As someone who has worked with DSD’s rules, the PSM and ACSI33, I’d suggest that a very strong hand needs to be taken in ensuring any guidance that does emerge isn’t overly onerous, restrictive or heavy handed.
DSD does a great job in what it does, but it has a tendency to consider worst case first and define guidelines from that basis. I realise that’s its job, but what happens is agency security staff get their hands on such guidance and interpret literally and restrictively.
As Kate notes above, DSD rules can be so restrictive they prevent public servants from having access to the tools the public themselves use and expect the public sector might also use.

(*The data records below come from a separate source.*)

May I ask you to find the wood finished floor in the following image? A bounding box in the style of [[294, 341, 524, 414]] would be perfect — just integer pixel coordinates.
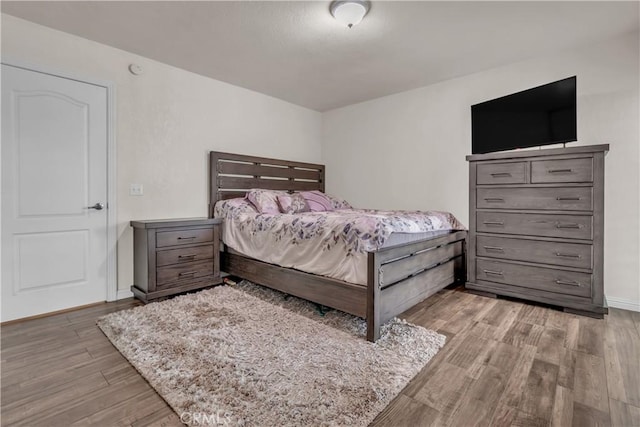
[[1, 289, 640, 427]]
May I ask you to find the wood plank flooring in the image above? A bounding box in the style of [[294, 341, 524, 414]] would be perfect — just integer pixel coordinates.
[[1, 288, 640, 427]]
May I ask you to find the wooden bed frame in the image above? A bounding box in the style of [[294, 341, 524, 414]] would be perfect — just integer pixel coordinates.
[[209, 151, 467, 341]]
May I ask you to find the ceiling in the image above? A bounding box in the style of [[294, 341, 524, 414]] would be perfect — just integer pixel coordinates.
[[1, 0, 639, 111]]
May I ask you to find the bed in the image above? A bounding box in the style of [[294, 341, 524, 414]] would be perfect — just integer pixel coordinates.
[[209, 151, 467, 341]]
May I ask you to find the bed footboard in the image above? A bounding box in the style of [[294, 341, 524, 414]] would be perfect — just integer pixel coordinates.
[[367, 231, 467, 341]]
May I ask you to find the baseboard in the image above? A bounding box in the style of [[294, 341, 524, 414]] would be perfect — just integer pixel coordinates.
[[607, 297, 640, 311], [116, 289, 133, 300]]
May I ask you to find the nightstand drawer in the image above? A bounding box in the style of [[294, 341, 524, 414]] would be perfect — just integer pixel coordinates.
[[531, 158, 593, 183], [476, 259, 591, 297], [156, 261, 213, 287], [476, 236, 593, 268], [156, 228, 213, 248], [156, 245, 213, 267], [476, 187, 593, 211], [476, 162, 526, 185], [476, 211, 593, 239]]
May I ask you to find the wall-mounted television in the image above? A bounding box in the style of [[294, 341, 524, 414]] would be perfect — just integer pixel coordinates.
[[471, 76, 577, 154]]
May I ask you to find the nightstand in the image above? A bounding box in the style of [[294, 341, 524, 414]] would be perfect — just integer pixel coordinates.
[[131, 218, 222, 303]]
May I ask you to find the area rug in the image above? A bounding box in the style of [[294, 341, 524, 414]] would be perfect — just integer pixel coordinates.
[[98, 282, 445, 426]]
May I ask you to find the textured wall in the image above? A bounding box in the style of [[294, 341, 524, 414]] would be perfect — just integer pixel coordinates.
[[322, 33, 640, 310], [2, 15, 322, 289]]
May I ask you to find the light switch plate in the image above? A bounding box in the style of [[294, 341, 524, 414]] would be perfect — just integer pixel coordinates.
[[129, 184, 144, 196]]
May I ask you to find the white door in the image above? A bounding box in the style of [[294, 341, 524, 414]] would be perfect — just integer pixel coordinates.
[[1, 64, 108, 321]]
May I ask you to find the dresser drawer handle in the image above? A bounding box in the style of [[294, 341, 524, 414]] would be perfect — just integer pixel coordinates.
[[556, 252, 582, 259], [556, 280, 583, 288], [482, 270, 504, 276], [556, 223, 582, 228], [178, 271, 197, 277], [556, 197, 582, 202]]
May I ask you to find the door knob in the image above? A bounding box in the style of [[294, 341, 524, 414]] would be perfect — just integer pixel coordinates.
[[87, 203, 104, 211]]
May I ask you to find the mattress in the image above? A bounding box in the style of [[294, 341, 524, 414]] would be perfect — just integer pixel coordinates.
[[214, 199, 465, 285]]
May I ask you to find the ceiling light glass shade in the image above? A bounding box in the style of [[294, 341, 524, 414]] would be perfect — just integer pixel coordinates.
[[331, 0, 369, 28]]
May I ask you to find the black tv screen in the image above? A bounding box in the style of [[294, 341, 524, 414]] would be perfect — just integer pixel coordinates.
[[471, 76, 577, 154]]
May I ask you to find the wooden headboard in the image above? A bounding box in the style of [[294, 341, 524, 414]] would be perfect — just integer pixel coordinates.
[[209, 151, 324, 217]]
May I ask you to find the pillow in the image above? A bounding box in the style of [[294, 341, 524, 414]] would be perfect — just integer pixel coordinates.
[[324, 194, 353, 210], [300, 190, 334, 212], [245, 188, 287, 215], [278, 193, 309, 214]]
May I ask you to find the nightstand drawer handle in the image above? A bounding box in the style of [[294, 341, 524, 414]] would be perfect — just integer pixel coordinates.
[[482, 270, 504, 276], [556, 223, 582, 228], [178, 271, 197, 277], [556, 280, 582, 288], [556, 252, 582, 258]]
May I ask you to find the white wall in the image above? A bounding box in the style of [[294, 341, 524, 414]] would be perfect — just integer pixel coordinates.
[[2, 14, 322, 290], [322, 33, 640, 310]]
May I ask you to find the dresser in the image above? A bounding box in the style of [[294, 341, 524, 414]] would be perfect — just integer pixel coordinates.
[[131, 218, 222, 302], [466, 145, 609, 317]]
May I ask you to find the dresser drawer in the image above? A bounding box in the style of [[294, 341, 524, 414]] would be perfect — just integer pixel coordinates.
[[156, 245, 213, 267], [476, 236, 593, 268], [476, 259, 592, 297], [476, 187, 593, 211], [156, 228, 213, 248], [476, 162, 526, 185], [156, 261, 213, 287], [531, 158, 593, 183], [476, 212, 593, 240]]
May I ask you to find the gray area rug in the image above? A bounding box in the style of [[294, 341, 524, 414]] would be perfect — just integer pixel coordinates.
[[98, 281, 445, 426]]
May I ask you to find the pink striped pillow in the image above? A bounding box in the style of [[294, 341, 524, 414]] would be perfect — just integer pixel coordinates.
[[300, 190, 334, 212]]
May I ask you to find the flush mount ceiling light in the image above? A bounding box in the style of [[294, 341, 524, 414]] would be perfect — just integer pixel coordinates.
[[330, 0, 371, 28]]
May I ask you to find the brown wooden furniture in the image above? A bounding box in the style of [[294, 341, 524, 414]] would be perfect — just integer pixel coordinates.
[[209, 152, 467, 341], [131, 218, 222, 302], [466, 145, 609, 317]]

Very much, the existing rules for public servant conduct already address the vast majority of situations that will be encountered. It is only for extreme edge cases where national security classified material may be at risk that DSD guidance ought to be required
I think even hinting that use of social tools is an ICT problem is fraught with terrible risk. Inevitably, by couching it this way it becomes an “IT problem” and pushed off there, bereft of adequate funding and in the hands of the wrong people entirely (and I consider myself an ICT person).
Nor do I think that “strategic communications” units nor anything like them (the other half of what I am) should have carriage of this responsbility. They are equally the wrong people entirely.
It is a difficult question as to exactly who should, but it is neither of these areas of responsibility alone, nor in concert. Perhaps for the first time, we have a responsibility that truly lies with entire agencies and their entire staff bodies with the agency head owning ultimate responsibility. But help us if guidance on these tools and their use become the responsibility of a committee somewhere in an organisation, because then, nothing will ever happen.
@simonfj you seem to be making the assumption in many of your comments that the Taskforce will continue to exist beyond 31 December. We already know this is unlikely to be the case, and that business as usual carriage of the actions from this report will be distributed amongst several agencies.
There is an inherent risk in that approach, which is why (I assume) the Taskforce recommends a lead agency. But it won’t be the Taskforce (more’s the pity).
The work the public service does serves not only citizen, but also many others.
The term “citizen” is used too often and it sometimes unintentionally excludes those who are not citizens, yet are recipients or users of the services the public sector provides.
I agree with Dave Williams, don’t look to the gatekeepers, look to the enablers and what it’s going to take to enable these things to happen.
And, rather than a “strategy to identify”, why no just identify? Or is that what was meant?
Again, there is a lot of talent around that can help with these projects, but I’d like to say acidlabs would like very much to be involved.
Headshift would be an ideal candidate for this project, though I’d like to offer acidlabs’ services also. Given the two companies know each other, and the project isn’t small, I reckon we could share the load.
Like James, I think there needs to be some seed money for a few pilots to prove things can be done.
And, like Anna, I fear that the thinking is skewing to solutions and thus tools, and away from culture and education.
So, I am keen to see work done on the cultural and educational hurdles as I think that these are the most pressing. As such, you have my vote (and bid, to be honest) for those projects above any other.